I froze, my heart beating quickly now.
Then I steadied the light, and my skin began to crawl as I shined the beam over the wood and thought about the knocking I’d just heard.
And as I took in the marks that had been left on the door.
FOURTEEN
BEFORE
After my first lucid dream, there were more and more in the weeks that followed. I never mentioned any of them to Charlie or the others. That was partly because they felt too personal to share, but also, as time passed, I found myself resentful of the way the experiment began taking over our lives.
Charlie had started leading discussions on our findings increasingly often, and it had become clear that, whatever was happening, it was not one of his passing interests. Looking back, I find it hard to remember exactly how it all happened. The idea of sharing dreams was impossible, but they did—or at least, they claimed to. It resembled a kind of arms race. Charlie might read from his dream diary first, say, and then Billy would describe his dream, and there’d be a connection there. Charlie would be pleased, which of course would spur James on to find a connection in his own. Or else James would go first, Charlie would describe a similar dream, and then Billy, not wanting to be left out, would make out that he had experienced something similar. They never showed each other their dream diaries after the first time. Perhaps they didn’t want to puncture the fantasy world they were developing between them.

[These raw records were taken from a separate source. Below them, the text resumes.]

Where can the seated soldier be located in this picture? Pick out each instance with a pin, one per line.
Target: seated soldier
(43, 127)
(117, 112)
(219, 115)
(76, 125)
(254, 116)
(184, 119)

And increasingly it did feel like the three of them. My reluctance to join in began to open up a division in the group. I kept hoping that my indifference might sway the others, but it didn’t. James, especially, seemed to be falling harder under Charlie’s spell with every passing day.
Which was another thing I resented.
I had the uncomfortable sensation that we were all building toward something. There was a purpose to what Charlie was doing, and while I couldn’t figure out what it was, it made me more and more uneasy.
But as stupid as the whole thing seemed to me, I remember thinking: What harm can it do? Like I’d told James on the day we compared dream diaries for the first time, none of it meant anything. Dreams were just dreams. And so I figured that eventually the whole thing would burn itself out and life would get back to normal.